At the moment it is pouring with rain here almost constantly, and everyone keeps saying to me “Oh, it must feel just like home for you!” and I have to restrain myself from beating them over the head with precipitation charts for the UK, because we have had more rain over the past two weeks than London gets in a year, and no matter how bad it gets at home, I rarely actually have to paddle to work. Having said that, the sun has just this minute come out and it appears to be attempting a reasonable approximation of warmth. I am heading out to the hills for a second round of hiking tomorrow, so fingers crossed the weather holds.
The mountains outside Tashkent really are beautiful – not as vast or evocative as the Tien Shan and Pamir ranges in nearby Kyrgyzstan and Tajikistan, but to someone like me coming from such a terminally flat land as England, they are entirely satisfactory for my needs in that they are agreeably pointy and have snow on top, as everyone knows all proper mountains should. The foothills where we were hiking were green and gorgeous, and full of things which were about to turn into wild tulips (although apparently you have precious little chance of actually seeing said tulips, as locals harvest them as soon as they bloom and sell them in the towns). Still, there was a nice line in blossoming fruit trees, scenic donkeys and pretty (if somewhat brown) waterfalls, and our group (which was quite an odd bunch – the hiking club was set up by German diplomats, so the party contained two ambassadors, and of the rest only I and a few Austrian tourists had no connection to any embassy) was gregarious and not too speedy, so I’m looking forward to tomorrow. With any luck we might be able to find ourselves at least one tulip.
From the sublime to the ridiculous (or possibly vice versa), I feel that I can’t leave it any longer before waxing lyrical about the joys of the Tashkent metro. This, and not the TV tower, is the real highlight of Tashkent, but sadly photos are very much forbidden (enforced by the slightly disconcerting number of police hanging around in every train and station) and for some reason no one seems to have thought that postcards of the public transport system might sell. I love it all, from its severely square blue trains with fake-leather seats which I am suspicious may actually be made out of cardboard to the clocks at each station which count down the time since the last train left, and don’t go above 9.59, but just stay frozen, refusing to admit to the possibility that such a well-regulated mass transit system could result in trains running more than ten minutes apart. Each ride costs 400 sum (about 20p) for which you obtain a blue plastic token which you solemnly insert in a ticket barrier with no actual gates, and descend down flights upon flights of polished marble stairs (which, as I have mentioned, are more likely than not to have been recently washed and thus thoroughly lethal unless you pay close attention), through huge metal blast gates (the stations were originally built to double as nuclear shelters, and the gates are clearly occasionally used, leaving you not entirely sure if you’re ever going to make it back out again) and onto the vast platform, inevitably about 15 or 20 m longer than it needs to be and with one, solitary bench, usually monopolized by somebody’s shopping.
This is OK though, because it gives you a chance to wander around and gawk at the décor which varies hugely in scale, lavishness and taste and comprehensively puts every single tube station entirely in the shade.

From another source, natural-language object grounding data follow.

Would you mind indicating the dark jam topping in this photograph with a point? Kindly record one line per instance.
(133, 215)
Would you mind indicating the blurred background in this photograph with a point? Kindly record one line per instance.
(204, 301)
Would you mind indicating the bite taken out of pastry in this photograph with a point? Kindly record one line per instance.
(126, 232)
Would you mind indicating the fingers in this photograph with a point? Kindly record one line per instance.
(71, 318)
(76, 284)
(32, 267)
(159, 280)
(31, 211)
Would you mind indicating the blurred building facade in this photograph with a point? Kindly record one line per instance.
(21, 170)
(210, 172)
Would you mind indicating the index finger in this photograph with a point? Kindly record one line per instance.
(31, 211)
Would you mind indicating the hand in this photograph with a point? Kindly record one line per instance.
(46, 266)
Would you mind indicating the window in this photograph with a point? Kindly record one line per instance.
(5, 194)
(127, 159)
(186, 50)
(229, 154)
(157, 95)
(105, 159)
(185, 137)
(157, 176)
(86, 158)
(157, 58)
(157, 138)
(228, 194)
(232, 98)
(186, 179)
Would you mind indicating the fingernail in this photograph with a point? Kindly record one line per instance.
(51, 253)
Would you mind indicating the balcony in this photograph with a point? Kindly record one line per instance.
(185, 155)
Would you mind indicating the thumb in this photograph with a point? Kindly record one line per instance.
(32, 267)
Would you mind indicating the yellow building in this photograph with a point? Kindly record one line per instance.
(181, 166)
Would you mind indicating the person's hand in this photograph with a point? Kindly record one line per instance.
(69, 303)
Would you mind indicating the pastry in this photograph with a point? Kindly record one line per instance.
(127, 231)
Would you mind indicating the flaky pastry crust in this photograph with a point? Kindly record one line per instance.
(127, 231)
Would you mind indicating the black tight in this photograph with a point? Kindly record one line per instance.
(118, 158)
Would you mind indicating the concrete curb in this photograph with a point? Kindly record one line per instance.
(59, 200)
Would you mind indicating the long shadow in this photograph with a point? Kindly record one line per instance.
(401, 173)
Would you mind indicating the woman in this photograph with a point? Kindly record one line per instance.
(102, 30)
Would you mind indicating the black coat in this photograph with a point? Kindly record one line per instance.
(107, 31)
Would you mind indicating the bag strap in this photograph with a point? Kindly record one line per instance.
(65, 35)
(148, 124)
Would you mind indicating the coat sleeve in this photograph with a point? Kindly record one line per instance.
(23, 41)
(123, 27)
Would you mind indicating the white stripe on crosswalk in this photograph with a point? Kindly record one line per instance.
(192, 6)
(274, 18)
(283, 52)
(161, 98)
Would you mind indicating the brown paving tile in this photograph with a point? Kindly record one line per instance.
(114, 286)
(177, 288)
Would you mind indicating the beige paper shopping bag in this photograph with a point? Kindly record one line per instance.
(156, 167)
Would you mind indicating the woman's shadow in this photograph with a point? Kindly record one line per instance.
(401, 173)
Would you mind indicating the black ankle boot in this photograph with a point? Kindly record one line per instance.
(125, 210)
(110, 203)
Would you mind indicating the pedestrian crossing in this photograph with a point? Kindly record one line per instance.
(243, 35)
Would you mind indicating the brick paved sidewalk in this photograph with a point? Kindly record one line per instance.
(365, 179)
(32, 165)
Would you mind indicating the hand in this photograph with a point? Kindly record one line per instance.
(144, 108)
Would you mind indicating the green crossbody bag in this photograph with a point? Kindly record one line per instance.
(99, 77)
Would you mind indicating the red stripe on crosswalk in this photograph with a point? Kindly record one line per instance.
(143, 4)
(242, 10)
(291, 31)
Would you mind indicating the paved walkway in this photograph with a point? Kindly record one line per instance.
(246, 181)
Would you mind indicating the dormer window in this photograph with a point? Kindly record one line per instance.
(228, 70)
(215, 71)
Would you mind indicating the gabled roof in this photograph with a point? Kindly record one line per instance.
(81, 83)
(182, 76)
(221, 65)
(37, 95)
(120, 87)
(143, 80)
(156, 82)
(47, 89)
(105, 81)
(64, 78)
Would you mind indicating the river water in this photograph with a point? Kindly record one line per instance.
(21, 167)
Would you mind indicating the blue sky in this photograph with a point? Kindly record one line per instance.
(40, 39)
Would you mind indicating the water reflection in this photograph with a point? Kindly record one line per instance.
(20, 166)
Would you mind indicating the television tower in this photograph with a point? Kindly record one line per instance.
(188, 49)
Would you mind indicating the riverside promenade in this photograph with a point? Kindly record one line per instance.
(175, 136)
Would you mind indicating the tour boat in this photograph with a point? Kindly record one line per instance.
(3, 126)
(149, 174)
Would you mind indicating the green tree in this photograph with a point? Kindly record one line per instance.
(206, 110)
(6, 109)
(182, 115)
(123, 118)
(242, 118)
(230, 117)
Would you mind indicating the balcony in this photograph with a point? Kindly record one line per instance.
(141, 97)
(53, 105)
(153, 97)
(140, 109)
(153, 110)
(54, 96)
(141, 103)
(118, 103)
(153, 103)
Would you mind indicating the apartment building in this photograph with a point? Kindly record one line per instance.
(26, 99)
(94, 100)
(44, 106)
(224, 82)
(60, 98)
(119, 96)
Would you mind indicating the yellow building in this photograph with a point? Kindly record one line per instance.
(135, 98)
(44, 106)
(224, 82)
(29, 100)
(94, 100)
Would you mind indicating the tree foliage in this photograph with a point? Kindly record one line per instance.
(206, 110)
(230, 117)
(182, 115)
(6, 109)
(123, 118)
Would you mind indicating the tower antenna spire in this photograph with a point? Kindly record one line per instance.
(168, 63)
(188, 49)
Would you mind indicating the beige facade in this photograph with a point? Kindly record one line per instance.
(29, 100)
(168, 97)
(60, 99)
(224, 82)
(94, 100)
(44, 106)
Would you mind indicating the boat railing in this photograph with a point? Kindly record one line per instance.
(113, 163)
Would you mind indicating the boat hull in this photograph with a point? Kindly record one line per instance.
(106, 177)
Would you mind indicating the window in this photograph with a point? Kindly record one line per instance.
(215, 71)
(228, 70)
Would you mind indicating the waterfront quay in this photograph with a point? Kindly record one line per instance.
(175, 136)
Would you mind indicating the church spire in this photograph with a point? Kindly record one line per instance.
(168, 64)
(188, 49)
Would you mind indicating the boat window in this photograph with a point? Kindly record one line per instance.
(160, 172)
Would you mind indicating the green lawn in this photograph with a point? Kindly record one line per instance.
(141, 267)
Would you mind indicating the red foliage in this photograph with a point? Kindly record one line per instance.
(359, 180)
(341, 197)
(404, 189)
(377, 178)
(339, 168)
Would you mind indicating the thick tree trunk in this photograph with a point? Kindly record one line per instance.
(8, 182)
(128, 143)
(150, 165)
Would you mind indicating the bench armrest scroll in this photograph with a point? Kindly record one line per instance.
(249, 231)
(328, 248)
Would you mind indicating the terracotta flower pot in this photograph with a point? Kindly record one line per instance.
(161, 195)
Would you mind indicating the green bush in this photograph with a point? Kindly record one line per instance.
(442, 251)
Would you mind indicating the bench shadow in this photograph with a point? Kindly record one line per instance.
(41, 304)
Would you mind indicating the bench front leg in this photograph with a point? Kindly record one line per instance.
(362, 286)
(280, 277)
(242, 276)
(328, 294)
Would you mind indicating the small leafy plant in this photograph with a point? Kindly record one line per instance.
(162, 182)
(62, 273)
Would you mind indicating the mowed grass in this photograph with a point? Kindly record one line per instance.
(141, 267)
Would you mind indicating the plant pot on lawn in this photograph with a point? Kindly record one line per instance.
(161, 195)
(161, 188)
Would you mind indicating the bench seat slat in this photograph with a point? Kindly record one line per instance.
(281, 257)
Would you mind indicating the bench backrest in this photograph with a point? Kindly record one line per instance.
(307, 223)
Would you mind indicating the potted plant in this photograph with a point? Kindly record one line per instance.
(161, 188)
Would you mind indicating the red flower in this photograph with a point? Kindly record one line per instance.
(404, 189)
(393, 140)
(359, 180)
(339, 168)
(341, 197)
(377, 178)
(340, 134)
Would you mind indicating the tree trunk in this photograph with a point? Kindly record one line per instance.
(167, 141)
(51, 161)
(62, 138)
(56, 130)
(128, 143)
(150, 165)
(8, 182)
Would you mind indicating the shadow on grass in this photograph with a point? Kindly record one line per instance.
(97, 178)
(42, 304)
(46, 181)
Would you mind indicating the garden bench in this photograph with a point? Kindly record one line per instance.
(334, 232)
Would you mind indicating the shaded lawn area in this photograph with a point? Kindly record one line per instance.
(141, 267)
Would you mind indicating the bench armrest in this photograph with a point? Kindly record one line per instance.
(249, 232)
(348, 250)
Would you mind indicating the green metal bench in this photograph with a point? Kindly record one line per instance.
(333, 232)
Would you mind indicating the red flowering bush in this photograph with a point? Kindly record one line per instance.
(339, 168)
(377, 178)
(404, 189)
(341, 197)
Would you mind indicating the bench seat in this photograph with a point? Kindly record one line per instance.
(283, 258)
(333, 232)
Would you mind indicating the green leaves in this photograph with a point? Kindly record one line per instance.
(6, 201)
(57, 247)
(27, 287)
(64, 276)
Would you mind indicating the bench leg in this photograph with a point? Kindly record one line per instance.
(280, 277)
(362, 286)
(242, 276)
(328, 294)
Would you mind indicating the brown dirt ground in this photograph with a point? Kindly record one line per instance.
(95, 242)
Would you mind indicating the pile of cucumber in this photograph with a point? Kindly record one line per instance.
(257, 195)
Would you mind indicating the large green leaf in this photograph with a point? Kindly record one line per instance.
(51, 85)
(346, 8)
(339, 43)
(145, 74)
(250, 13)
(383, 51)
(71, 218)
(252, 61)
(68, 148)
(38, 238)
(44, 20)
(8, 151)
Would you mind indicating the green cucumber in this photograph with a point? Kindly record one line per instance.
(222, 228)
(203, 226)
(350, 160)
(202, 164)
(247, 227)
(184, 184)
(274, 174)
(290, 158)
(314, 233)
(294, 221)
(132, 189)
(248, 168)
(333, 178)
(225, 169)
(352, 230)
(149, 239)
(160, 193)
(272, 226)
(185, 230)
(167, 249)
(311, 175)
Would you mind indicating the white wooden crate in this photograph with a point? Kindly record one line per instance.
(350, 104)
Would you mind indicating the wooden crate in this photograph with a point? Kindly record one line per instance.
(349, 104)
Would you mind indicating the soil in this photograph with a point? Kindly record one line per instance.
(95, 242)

My local is Kosmonavtlar, a gloomy, navy-blue temple to the heroes of the skies decorated with what was doubtless in 1978 super-futuristic crazy glasswork on the columns, and huge circular portraits of the Soviet cosmonauts plus, in a nod to a local celebrity, Ulug Bek, an astronomer grandson of Timur who ruled parts of Uzbekistan in the fifteenth century. Others stations sport scenes from the works of the authors they are commemorating (the Tashkent metro has a decidedly literary bent), or in case of failure of imagination, just compete to outdo each other in the sheer weirdness and extravagance of their lighting units. Until I learned their names, I distinguished the stops on the way to work by their different designs of chandelier. The trains themselves are somewhat rickety (although no more so than the best the Northern line has to offer) but never (touch wood touch wood) appear to break down or mysteriously pause for half an hour while “waiting for a vacant platform” or similar. My one criticism would be the unnecessary preponderance of exits that most stations have – interchange stations have two names and at least eight exits; consequently, a considerable proportion of my free time is spent waiting for people at the wrong metro entrance, but even this means that the odd miraculous occasion on which we both end up at the correct spot becomes that much more special. In short, I feel that London transport is wasting its time upgrading the track and refurbishing platforms to make the tubes run faster – clearly all a metro system needs to make it work is a generous sprinkling of chandeliers.
…and the fact that I’ve just written this much about the metro probably means I should get out more, so I’m going outside to make the most of the break in the weather and not think about transportation or phrasal verbs at all.